Python lru_cache explained


Welcome to the next pikoTutorial!

Imagine you’re developing an application that fetches data from external API. For example, a weather app might request current weather conditions for a list of cities and then display them. While the data is updated periodically, repeatedly querying the API with the same city is inefficient, especially if the data hasn’t changed significantly. Additionally, repeated requests to external services may also hit rate limits or cause additional costs.
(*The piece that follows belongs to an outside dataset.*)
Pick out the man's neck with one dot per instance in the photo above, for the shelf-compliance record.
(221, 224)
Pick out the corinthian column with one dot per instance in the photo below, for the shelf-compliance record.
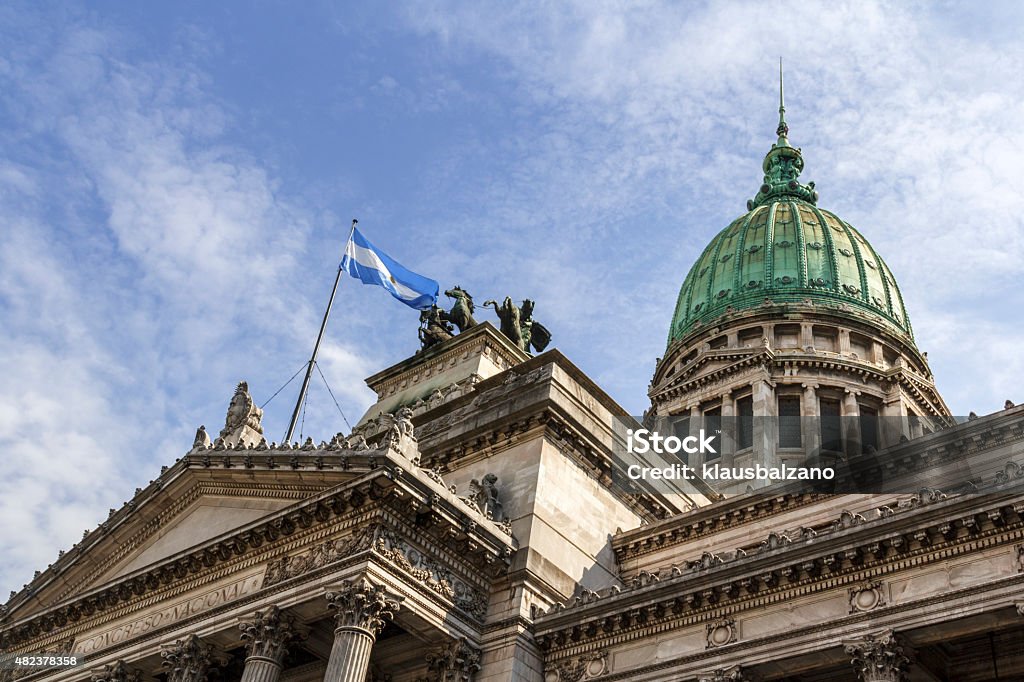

The challenge here is how to avoid redundant API calls while still ensuring that the app always provides useful weather information to its users.

Using lru_cache to solve the problem

To minimize redundant API calls, we can use lru_cache to store the responses of previously requested weather data for each city. If a request is made for a city that was recently queried, the cached result will be returned instead of hitting the API again, significantly reducing network traffic and improving app performance.

Let’s simulate fetching weather data for a city using lru_cache. Instead of sending a new API request every time, we cache the result and reuse it if the same city’s weather is requested again within a short period.

from functools import lru_cache
import time
# Simulate an API call to fetch weather data
@lru_cache(maxsize=10)
def fetch_weather_data(city: str) -> str:
    print(f'Fetching weather data for {city}')
    time.sleep(3)  # Simulate a time consuming API call
    return f'Weather data for {city}: Sunny, 25°C'

# Example usage
print(fetch_weather_data("New York"))  # Takes 3s to fetch data
print(fetch_weather_data("London"))    # Takes 3s to fetch data
print(fetch_weather_data("New York"))  # Immediately returns cached result

What happens in the above example:

  • the fetch_weather_data function simulates an API call by delaying the response with a 3-second sleep. The first time weather data is requested for a city, it “fetches” the data (simulating an API call). Subsequent calls for the same city retrieve the cached result, bypassing the API and returning the data instantly
  • this avoids hitting the API for every single request. If users frequently check the weather for the same cities (New York, London, etc.), the cache eliminates redundant API calls, saving time and resources
  • the cache stores results for up to 10 cities (maxsize=10), and once the cache is full, the least recently used city’s data is evicted, making room for new entries. This limits memory consumption and prevents the cache from growing indefinitely.

Pitfalls to be aware of

Stale Data

Weather data (or any other dynamic data) changes frequently. If we cache an API response and serve it from the cache after a certain amount of time, it might be outdated, giving users incorrect or stale information. You can call fetch_weather_data.cache_clear() at regular intervals (e.g., every few minutes) to ensure the cache is flushed and fresh data is fetched from the API.

Caching Errors

When dealing with external APIs, there’s always a possibility of errors, such as timeouts, authentication failures or connection issues. If the function encounters an error but still caches the result (e.g. an empty or invalid response), it could continue returning the error response from the cache.

High Cache Miss Rate

If your app is fetching data for many different cities, but users aren’t consistently requesting the same locations, caching may not provide significant benefits. For example, if each user requests a different city every time, the cache will keep evicting old data to store new entries, resulting in a high cache miss rate. Remember to carefully choose an appropriate maxsize based on the typical usage patterns. If users often request weather data for the same set of cities, caching is highly effective. However, if the requests are highly variable, caching may not yield as much of a performance boost.